The invite-only guest list is a closely guarded secret. Those in attendance included singers Jon Batiste, Shawn Mendes and Lizzo, tennis star Venus Williams and "The Crown" actress Emma Corrin.
Hillary Clinton wore a red Joseph Altuzarra gown. Embroidered along the neckline were the names name of 60 women who had inspired her, including Rosa Parks.
Actress Julienne Moore and reality tv star Kris Jenner honored Jackie Kennedy while Glenn Close shone in Valentino Pink.
Sarah Jessica Parker wore a Christopher John Rogers design that honored Elizabeth Hobbs Keckley, who as Mary Todd Lincoln's dressmaker was the first Black female fashion designer in the White House.

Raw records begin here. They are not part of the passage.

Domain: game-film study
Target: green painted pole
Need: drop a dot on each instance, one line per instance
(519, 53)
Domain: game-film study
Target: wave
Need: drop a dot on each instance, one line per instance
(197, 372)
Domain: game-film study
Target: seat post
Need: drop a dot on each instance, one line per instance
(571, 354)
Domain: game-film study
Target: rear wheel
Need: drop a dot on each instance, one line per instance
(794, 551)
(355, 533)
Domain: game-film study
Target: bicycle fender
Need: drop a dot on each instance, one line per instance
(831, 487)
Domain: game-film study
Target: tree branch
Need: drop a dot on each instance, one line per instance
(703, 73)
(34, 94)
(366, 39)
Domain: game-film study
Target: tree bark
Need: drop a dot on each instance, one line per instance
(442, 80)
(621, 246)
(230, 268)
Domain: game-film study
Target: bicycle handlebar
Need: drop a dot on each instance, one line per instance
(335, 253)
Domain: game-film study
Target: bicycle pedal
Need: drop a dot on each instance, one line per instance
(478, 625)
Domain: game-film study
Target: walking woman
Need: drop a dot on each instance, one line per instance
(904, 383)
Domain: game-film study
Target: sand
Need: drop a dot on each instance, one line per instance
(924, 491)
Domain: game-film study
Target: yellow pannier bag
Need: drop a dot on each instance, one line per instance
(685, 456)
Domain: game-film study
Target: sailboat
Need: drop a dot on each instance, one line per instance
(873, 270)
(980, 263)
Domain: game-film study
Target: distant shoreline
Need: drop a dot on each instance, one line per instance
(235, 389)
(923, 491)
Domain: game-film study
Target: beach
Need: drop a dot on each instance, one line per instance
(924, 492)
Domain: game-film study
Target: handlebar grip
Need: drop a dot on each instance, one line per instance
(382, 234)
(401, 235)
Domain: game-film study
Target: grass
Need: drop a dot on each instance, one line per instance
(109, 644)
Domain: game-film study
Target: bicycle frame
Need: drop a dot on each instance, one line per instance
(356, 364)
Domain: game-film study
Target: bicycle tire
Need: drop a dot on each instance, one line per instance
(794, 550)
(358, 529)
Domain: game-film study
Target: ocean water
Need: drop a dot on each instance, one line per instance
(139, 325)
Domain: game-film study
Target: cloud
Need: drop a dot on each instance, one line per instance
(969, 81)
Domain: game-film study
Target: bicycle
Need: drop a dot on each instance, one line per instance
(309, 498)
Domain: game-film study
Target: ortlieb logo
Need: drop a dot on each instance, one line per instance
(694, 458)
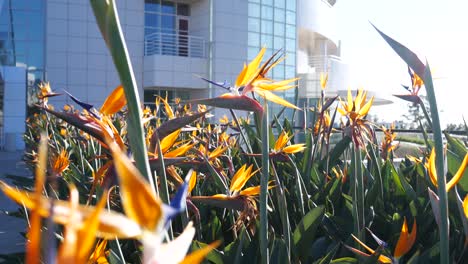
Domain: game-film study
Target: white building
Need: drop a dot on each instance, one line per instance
(170, 43)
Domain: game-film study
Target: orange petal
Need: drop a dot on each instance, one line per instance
(192, 181)
(242, 179)
(406, 241)
(111, 224)
(465, 206)
(253, 191)
(456, 178)
(114, 102)
(87, 234)
(139, 200)
(251, 69)
(432, 169)
(197, 257)
(365, 109)
(281, 141)
(294, 148)
(34, 234)
(169, 140)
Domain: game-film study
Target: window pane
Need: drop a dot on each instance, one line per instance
(279, 15)
(290, 58)
(290, 45)
(279, 29)
(280, 3)
(291, 5)
(267, 12)
(152, 6)
(254, 39)
(267, 40)
(252, 52)
(254, 10)
(290, 31)
(168, 7)
(290, 72)
(291, 17)
(151, 20)
(183, 9)
(278, 71)
(267, 27)
(254, 24)
(278, 43)
(168, 23)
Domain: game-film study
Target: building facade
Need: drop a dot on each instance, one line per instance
(171, 44)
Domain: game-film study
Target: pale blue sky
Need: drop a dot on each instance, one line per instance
(436, 30)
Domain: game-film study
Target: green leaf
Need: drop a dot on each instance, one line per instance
(346, 260)
(279, 252)
(105, 12)
(336, 153)
(304, 233)
(406, 54)
(214, 256)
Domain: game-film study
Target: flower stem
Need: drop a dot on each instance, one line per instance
(264, 188)
(443, 202)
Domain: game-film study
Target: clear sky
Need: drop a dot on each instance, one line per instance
(436, 30)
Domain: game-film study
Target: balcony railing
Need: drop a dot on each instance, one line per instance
(183, 45)
(322, 63)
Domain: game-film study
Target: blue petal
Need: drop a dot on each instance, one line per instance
(86, 106)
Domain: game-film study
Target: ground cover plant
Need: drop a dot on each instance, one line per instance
(125, 184)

"The idea was to highlight the dichotomy between the extravagant, over-the-top proportions of the time period, and the disparity that was happening in America at the time," she said.
- 'End gun violence' -
At last year's event, held in September, left-wing politician Alexandria Ocasio-Cortez caused a stir by wearing a dress emblazoned with the slogan "Tax the Rich."
That struck a nerve at the celebration of fashion where tickets cost $35,000 and tables go for up to $300,000.
This time, New York City Mayor Eric Adams struck a political chord with a jacket on the back of which were the words "end gun violence."
On the red carpet, billionaire Elon Musk was asked about his $44 billion takeover offer of Twitter. "My goal, assuming everything gets done, would be to make Twitter as inclusive as possible and have as broad a swath of the country and the rest of the world on Twitter," he said."
Last year, the gala brought home more than $16.4 million for the Met's Costume Institute.
The dress code comes from the annual exhibit that the party coincides with. This year's is "In America: An Anthology of Fashion," a retrospective from the late 19th century to the present.
Monday's Met Gala was also co-hosted by Oscar-winning actress Regina King and Lin-Manuel Miranda, creator of Broadway hit "Hamilton."
This year's honorary presidents are Instagram boss Adam Mosseri and designer Tom Ford, who dressed many of the attendees.
The gala was first held in 1948 and was for a long time reserved for New York's high society. Wintour took over the running in 1995, transforming the party into a catwalk for the rich and famous.